Des divergences de vues surgissent : le barrage sera exclusivement destiné à approvisionner l’industrie ; non, répondent d’autres, il doit également servir à une distribution d’eau ménagère (1863) ; et les adversaires de s’affronter. Le conseiller communal Mali interpelle : "si le barrage cédait !".

.    Un stimulant intervint : les jurés d’une exposition internationale, à Londres, en 1862, déploraient que la pureté de nuance d’échantillons textiles de Verviers laissât à désirer à cause de la pollution des eaux de la Vesdre ; aussi, le 31 janvier 1863, des industriels invitent le Conseil communal à améliorer le régime de la Vesdre, sans attarder au projet de la distribution d’eau ; le bourgmestre était hostile à cette exclusion, ce qui en fera le père de cette distribution d’eau. Enfin, le Conseil octroi un subside pour de nouvelles études : cette fois Donckier  en est chargé.
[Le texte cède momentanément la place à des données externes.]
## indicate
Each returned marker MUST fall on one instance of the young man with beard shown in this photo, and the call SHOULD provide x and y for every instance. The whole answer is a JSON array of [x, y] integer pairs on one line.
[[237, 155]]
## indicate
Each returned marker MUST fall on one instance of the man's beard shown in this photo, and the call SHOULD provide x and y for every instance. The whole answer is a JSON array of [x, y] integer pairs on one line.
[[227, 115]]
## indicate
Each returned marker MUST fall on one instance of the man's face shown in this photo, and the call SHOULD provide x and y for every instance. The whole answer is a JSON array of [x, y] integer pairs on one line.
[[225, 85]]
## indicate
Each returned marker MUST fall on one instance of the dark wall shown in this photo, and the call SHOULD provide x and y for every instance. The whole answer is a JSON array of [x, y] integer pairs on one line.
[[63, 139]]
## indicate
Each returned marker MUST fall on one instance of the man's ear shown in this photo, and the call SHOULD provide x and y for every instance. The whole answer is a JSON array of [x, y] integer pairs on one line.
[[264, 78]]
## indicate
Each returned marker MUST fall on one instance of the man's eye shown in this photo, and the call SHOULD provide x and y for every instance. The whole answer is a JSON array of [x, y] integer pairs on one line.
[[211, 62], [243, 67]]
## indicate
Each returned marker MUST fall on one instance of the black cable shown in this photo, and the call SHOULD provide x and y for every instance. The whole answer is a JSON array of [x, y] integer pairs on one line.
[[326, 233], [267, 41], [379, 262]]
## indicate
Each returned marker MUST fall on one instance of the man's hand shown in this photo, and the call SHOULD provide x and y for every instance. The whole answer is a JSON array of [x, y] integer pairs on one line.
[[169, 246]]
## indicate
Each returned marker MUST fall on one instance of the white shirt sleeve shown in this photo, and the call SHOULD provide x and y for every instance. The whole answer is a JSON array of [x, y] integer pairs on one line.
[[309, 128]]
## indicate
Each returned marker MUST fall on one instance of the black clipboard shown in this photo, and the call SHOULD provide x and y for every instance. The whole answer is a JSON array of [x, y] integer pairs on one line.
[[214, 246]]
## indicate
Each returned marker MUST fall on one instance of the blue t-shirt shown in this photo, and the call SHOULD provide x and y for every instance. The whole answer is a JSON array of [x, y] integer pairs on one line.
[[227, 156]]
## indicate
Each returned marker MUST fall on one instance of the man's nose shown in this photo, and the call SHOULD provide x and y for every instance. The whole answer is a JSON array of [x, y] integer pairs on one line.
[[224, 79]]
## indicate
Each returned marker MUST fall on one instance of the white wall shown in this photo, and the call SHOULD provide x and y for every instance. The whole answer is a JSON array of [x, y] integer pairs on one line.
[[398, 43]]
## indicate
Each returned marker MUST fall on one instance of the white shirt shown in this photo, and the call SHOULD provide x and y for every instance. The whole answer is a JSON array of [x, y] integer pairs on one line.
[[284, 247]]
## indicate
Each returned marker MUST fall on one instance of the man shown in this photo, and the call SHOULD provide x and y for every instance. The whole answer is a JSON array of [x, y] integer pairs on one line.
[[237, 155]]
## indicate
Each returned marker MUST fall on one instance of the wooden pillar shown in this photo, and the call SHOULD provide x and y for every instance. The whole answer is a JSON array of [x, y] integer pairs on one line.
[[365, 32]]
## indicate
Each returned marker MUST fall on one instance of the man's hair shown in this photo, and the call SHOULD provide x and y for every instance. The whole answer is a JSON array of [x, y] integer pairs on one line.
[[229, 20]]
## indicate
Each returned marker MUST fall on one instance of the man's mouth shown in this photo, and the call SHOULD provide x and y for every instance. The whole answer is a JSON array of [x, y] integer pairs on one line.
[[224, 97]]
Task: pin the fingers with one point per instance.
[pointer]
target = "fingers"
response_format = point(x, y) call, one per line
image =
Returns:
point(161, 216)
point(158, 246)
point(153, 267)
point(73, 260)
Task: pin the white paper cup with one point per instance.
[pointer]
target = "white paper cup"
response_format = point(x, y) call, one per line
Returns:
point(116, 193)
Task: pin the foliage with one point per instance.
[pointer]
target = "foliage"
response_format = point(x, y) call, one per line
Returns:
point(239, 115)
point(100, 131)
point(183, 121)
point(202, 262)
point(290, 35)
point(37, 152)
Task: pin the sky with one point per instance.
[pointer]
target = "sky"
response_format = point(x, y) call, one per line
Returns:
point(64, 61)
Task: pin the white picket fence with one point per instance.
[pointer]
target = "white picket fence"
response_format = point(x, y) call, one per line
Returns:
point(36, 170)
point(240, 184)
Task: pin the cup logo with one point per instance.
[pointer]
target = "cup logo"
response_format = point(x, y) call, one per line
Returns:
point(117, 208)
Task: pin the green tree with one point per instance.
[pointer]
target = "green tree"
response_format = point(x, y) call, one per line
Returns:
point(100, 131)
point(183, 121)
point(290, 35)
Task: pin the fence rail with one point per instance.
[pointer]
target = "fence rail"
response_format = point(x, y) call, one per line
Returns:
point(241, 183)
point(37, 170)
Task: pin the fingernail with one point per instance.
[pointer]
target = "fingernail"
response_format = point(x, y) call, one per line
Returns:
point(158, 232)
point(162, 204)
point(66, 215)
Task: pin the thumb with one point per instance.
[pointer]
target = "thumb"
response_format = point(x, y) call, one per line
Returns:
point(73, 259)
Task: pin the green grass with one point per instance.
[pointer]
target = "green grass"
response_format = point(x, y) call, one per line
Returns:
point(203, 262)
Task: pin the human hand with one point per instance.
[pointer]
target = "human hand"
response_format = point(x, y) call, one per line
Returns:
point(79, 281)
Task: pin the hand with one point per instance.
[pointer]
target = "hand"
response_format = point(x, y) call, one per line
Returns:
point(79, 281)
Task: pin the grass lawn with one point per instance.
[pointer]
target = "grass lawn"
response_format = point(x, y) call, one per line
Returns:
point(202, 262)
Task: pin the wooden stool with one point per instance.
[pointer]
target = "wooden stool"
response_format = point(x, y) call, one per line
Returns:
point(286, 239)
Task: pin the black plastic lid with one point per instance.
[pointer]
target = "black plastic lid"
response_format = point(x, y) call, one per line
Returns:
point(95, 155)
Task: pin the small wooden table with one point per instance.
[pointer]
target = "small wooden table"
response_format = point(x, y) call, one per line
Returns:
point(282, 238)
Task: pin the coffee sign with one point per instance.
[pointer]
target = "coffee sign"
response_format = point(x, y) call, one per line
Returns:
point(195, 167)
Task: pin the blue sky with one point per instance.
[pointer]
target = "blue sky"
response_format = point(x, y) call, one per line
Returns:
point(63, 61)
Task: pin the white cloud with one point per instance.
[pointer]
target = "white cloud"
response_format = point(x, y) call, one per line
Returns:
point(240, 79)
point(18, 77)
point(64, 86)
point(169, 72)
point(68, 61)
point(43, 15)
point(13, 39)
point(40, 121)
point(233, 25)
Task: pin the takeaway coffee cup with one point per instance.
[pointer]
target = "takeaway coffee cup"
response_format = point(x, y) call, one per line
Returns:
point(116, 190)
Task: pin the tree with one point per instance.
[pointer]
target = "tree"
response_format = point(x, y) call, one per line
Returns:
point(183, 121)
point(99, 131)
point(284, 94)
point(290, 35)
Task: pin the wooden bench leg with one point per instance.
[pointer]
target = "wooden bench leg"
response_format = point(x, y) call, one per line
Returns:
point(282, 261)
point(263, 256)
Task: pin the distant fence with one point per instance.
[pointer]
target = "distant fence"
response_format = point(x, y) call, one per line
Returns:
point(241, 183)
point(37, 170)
.     Le 20 janvier 1865, la Chambre vote un crédit de 3.250.000 frs, la Ville intervenant pour 2.500.000 frs, afin de construire un réservoir, suivant le projet Bidaut accepté. Un arrêté royal (1er février 1866) autorise la Ville à faire une prise d’eau et à construire un aqueduc, avec l’obligation de réserver trois millions de mètres cubes à l’accroissement du débit de la Vesdre et le restant à la distribution d’eau. Deux ans d’études de Bidaut et Donckier consacrent l’érection du barrage dans le site de la Gileppe.
Enfin, dès 1867, la vallée est envahie par des travailleurs : forges, hangars, bureaux, etc. et un raccordement ferroviaire entre Dolhain et le chantier amène la chaux, le sable, etc.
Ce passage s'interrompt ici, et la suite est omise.